Fluctuation-induced acceleration is not limited to molecular motors. Enzymes generally undergo conformational changes during their reactions and follow the Arrhenius equation. Adding the universality of Jensen's inequality, it is expected that the reaction rate of any intracellular enzyme can be enhanced if fluctuations are incorporated in a successful way. Furthermore, it has been reported that not only enzymatic reactions, but also DNA loop formation (Chen et al. 2010) and protein folding rates (Tapia-Rojo et al. 2020) can increase due to fluctuations in the external environment. On a larger scale, several examples have already been reported where nonthermal fluctuations per se are utilized for physiological functions. For example, the random movements of mitochondria facilitate their even distribution during cell division (Moore et al. 2021), and the active fluctuations of membrane potential in paramecium contribute to the expression of spontaneity (Oosawa 2007). Just recently, the first verification for intracellular acceleration correlated to nonthermal fluctuations generated by actomyosin activity were reported in dynein (Torisawa et al. 2024). The next challenge is to identify enzymes (not just motor molecules) that are activated by utilizing nonthermal fluctuations in living cells.
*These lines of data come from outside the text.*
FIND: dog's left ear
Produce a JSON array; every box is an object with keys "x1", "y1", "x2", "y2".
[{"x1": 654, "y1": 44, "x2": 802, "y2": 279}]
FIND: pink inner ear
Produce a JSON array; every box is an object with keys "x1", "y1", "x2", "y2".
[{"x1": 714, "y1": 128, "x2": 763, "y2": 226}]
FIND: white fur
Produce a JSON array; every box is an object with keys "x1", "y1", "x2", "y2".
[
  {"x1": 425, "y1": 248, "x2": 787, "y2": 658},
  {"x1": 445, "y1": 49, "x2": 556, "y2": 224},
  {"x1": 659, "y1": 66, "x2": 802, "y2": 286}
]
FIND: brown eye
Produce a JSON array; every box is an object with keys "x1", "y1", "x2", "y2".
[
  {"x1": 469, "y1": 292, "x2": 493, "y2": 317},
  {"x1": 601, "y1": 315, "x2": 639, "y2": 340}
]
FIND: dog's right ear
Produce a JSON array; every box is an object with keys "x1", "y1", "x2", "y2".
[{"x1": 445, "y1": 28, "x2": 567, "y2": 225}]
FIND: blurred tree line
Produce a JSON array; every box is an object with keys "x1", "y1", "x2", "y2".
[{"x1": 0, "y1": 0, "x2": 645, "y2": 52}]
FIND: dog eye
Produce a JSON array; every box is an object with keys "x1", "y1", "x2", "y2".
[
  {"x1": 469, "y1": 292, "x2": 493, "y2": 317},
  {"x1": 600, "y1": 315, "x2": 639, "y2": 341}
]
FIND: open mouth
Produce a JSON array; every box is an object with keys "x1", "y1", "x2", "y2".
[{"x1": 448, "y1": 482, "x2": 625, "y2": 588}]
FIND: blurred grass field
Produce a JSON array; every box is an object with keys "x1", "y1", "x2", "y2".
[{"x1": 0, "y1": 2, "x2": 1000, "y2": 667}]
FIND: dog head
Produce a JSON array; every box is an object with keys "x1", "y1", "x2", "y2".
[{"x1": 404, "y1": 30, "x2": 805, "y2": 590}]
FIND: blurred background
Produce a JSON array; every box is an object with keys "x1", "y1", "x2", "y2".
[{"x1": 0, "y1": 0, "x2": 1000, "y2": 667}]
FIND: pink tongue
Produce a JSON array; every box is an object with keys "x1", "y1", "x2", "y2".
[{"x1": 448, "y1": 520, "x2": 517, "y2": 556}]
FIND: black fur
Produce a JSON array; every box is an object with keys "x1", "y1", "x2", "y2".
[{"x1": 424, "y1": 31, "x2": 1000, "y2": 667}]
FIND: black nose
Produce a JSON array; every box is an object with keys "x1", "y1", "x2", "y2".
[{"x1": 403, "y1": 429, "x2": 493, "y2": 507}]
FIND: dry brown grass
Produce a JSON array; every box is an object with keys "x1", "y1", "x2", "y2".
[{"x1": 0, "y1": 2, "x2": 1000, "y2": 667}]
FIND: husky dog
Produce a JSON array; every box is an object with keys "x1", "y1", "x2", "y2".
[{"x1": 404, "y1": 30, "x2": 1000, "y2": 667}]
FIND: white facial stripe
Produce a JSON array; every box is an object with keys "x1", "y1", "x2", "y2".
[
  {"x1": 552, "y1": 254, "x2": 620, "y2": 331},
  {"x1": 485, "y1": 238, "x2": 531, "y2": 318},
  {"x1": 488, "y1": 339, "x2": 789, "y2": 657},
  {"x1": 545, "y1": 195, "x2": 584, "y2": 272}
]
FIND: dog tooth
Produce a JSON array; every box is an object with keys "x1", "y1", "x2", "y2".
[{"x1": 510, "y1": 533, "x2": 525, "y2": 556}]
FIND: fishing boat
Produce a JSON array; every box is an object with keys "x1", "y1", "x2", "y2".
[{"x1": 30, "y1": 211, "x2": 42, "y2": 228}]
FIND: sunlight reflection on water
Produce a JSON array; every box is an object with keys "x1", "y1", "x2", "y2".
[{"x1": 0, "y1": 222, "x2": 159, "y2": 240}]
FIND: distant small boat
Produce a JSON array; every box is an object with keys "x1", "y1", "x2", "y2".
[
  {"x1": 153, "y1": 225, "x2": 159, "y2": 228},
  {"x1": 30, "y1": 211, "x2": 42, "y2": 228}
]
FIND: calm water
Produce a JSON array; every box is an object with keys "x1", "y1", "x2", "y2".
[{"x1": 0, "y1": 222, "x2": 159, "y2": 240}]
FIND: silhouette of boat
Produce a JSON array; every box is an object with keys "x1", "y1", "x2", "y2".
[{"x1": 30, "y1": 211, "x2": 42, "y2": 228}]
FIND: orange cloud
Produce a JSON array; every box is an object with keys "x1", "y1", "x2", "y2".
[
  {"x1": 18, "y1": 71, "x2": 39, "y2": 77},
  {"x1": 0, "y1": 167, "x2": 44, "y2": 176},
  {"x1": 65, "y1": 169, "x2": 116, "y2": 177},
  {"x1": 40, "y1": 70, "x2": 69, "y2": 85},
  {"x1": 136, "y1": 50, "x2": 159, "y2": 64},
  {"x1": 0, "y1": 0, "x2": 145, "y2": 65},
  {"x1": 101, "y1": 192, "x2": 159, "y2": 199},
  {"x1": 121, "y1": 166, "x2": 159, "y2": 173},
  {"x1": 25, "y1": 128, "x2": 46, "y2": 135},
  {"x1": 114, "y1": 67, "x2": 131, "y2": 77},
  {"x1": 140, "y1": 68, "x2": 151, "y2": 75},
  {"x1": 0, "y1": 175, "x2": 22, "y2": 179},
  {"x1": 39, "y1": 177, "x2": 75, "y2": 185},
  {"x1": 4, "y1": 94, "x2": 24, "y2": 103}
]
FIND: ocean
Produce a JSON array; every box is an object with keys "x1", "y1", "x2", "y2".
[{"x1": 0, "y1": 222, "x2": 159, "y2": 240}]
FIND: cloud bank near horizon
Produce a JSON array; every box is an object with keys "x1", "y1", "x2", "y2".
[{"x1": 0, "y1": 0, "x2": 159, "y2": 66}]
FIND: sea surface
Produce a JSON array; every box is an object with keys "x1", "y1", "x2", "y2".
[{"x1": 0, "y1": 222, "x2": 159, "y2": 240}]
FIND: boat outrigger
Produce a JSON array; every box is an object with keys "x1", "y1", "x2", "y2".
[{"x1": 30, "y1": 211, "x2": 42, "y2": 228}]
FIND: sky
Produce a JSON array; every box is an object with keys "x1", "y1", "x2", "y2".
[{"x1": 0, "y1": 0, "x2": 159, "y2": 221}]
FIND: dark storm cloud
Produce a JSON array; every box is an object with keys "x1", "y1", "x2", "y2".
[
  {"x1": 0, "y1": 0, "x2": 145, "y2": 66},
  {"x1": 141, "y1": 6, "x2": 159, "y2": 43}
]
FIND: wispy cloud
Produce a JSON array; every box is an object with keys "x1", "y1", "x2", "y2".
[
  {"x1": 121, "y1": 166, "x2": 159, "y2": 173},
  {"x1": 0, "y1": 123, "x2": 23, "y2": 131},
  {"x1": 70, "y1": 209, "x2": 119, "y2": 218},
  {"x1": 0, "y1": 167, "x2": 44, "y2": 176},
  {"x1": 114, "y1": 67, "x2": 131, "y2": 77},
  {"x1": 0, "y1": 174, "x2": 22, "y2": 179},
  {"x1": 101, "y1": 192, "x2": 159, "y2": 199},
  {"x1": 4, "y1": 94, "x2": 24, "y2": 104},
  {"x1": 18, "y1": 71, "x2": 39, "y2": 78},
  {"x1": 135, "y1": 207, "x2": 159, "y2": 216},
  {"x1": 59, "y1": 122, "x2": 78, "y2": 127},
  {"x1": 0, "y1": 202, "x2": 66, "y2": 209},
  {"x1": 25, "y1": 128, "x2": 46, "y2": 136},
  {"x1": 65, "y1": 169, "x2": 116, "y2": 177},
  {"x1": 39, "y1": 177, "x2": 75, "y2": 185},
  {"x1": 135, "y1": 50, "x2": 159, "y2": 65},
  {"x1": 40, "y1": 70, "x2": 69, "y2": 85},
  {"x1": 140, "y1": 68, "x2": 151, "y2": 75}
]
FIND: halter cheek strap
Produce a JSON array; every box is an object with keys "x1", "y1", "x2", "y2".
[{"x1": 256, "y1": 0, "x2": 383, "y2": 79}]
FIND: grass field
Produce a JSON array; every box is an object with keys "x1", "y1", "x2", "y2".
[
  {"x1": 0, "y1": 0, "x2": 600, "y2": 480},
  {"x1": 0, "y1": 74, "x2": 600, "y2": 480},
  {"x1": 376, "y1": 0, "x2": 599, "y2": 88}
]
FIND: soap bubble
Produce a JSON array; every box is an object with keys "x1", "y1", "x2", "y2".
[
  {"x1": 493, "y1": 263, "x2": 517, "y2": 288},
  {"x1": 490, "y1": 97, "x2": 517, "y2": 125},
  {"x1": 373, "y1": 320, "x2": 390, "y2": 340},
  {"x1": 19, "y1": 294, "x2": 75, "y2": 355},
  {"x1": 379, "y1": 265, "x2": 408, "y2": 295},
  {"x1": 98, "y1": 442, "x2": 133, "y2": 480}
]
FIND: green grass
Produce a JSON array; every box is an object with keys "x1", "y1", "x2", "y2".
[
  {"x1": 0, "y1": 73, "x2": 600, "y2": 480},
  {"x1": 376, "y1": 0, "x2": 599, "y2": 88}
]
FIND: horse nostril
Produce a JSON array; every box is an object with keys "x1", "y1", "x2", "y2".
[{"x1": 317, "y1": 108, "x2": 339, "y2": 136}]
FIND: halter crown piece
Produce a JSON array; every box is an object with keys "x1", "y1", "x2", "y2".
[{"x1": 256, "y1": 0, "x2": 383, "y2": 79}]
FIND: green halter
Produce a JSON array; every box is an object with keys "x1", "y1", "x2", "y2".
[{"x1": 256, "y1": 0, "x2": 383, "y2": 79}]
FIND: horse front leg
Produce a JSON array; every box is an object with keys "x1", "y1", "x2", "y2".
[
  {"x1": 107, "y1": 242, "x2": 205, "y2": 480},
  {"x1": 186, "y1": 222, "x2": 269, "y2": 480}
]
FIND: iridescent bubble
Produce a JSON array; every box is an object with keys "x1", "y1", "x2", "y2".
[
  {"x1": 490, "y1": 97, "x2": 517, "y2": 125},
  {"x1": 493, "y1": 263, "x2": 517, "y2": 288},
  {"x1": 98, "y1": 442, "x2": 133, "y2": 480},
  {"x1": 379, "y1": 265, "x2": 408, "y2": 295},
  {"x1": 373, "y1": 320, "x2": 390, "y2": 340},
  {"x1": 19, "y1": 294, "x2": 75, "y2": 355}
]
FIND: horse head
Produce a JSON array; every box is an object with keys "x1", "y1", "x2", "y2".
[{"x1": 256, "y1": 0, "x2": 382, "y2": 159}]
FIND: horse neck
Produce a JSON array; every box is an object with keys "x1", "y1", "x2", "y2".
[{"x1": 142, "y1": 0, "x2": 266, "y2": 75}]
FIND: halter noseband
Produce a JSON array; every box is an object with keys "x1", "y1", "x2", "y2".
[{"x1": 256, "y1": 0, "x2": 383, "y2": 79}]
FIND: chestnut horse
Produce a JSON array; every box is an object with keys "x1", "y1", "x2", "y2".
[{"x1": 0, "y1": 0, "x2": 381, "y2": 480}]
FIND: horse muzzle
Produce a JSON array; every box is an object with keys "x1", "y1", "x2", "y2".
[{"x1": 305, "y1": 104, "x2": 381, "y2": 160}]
Nonthermal fluctuations in a cell are generated by the metabolic activity of numerous kinetic molecules, which themselves consume a significant amount of energy. Consequently, the thermodynamic efficiency of single-molecule enzymes using environmental nonthermal fluctuations is low. However, the output work of molecular machines that utilize nonthermal fluctuations in the cell may itself be a source of these fluctuations (Hurst et al. 2021). To discuss the "efficiency" of molecules working in cells, quantitative criteria different from thermodynamic efficiency, such as optimization for transport efficiency (Hwang and Hyeon 2018) or fitness for the actual working environment (Kobayashi and Sughiyama 2015) at the molecular scale, are necessary.

Summary

The interior of living cells is filled with nonthermal fluctuations that are spontaneously produced by energy consumption due to metabolic activity. These nonthermal fluctuations are suggested to affect the activity of kinesin and other general enzymes in cells (Ariga et al. 2021). However, the acceleration phenomenon in general enzymes due to intracellular nonthermal fluctuations is still only a prediction generalized by mathematical analysis based on limited in vitro experiments under a microscope (Ball 2021). Although the first example for the intracellular acceleration was just reported in dynein movement (Torisawa et al. 2024), further direct verification is needed to determine whether this phenomenon is generally utilized in living cells. Nevertheless, the combination of a bottom-up approach based on state-of-the-art microscopy, which reproduces mechanical interactions as an environment, and an analytical approach based on mathematical model simulations using universal theoretical equations will be highly beneficial for elucidating discrepant phenomena frequently encountered by cell biologists that are observed in cells but not reproduced in vitro (Ross 2016).